Custom Similarity Measures

Custom measures #

This page contains the following content:

Creation of a custom similarity measure #

This page shows an example of a very simple custom similarity measures. Here, only the implementation class is shown. Usually, an interface class (SMTestMeasure.java in this example) should be provided for variables such as the measure name (NAME) and the JavaDoc annotations.

public class SMTestMeasureImpl extends SimilarityMeasureImpl implements SMTestMeasure {
    
    @Override
    public boolean isSimilarityFor(DataClass dataClass, String orderName) {
        return dataClass.isAtomic();
    }

    @Override
    public Similarity compute(DataObject queryObject, DataObject caseObject, SimilarityValuator similarityValuator) {
        if(queryObject.isAtomic() && caseObject.isAtomic())
            return new SimilarityImpl(this, queryObject, caseObject, 1.0);
        return new SimilarityImpl(this, queryObject, caseObject, 0.0);
    }

    @Override
    public String getSystemName() {
        return NAME;
    }
}

Every measure inherits from the class SimilarityMeasureImpl. Thus, it is necessary to implement the methods isSimilarityFor, compute and getSystemName. The function getSystemName() returns the name of the similarity measure as a string, which is usually (like in the above example) located in the corresponding interface. The method isSimilarityFor(DataClass dataClass, String orderName) returns a boolean value, indicating that the measure can be applied to the given DataClass. Some data classes contain an order of elements, which can be used through using the string parameter orderName. In this simple example, the measure can only be applied for atomic objects. The function compute(DataObject queryObject, DataObject caseObject, SimilarityValuator valuator) computes the similarity value for the given query and case object. A SimilarityValuator object is given, which can be used to get the current similarity model (for example when using other measures for subobjects of query and case). The function returns an object of the class SimilarityImpl that contains the used similarity measure, query and case objects, and the computed similarity value. In this simple example, the similarity is 1.0, if the query and case object are atomic objects, otherwise 0.0.

Reusability of similarity measures #

One may also define whether an instance of a measure is reusable or not by overriding the corresponding method:

    @Override
    public boolean isReusable() {
        return true;
    }

Reusability may be set to false if the measure uses some sort of internal cache that can be reused for several invocations of the measure. This is the case for SMGraphAStarImpl.java for instance.

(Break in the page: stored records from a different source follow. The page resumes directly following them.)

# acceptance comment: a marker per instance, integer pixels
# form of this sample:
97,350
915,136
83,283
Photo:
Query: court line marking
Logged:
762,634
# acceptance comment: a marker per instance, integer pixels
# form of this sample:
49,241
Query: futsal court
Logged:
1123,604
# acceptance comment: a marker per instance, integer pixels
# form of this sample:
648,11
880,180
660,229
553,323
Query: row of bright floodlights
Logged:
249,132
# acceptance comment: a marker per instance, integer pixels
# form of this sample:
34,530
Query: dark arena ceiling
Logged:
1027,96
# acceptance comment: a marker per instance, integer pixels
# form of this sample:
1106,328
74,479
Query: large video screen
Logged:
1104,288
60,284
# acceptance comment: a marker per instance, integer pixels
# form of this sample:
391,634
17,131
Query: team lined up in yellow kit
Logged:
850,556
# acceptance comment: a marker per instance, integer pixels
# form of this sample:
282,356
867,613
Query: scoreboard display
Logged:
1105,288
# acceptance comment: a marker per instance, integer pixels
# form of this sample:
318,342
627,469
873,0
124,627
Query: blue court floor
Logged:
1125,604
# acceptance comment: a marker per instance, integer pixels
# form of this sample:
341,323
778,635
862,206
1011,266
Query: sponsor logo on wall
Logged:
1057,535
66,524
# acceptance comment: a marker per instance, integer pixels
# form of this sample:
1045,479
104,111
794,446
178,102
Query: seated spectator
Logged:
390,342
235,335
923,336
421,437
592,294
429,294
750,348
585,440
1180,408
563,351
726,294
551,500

If reusability is set to false, a new instance is automatically created by the framework for each invocation of the measure. To ensure that the previous instance is correctly cloned including all previous parameter settings please also override the following method:

    @Override
    protected void initializeBasedOn(SimilarityMeasure base) {
        super.initializeBasedOn(base);
        this.setTimeout(((SMGraphAStarImpl) base).getTimeout());
        [...]
    }

In the given example (taken from SMGraphAStarImpl.java), a parameter timeout is copied between the previous and new instance using the corresponding getter and setter methods.

Implementation of custom parameters #

A measure could need custom parameters e.g. to determine whether it should include a certain calculation.

Since this parameter can be seen as internal cache which is needed for the following similarity computation, reusability must be set to true. Furthermore there has to be a method to set the parameter to the desired value.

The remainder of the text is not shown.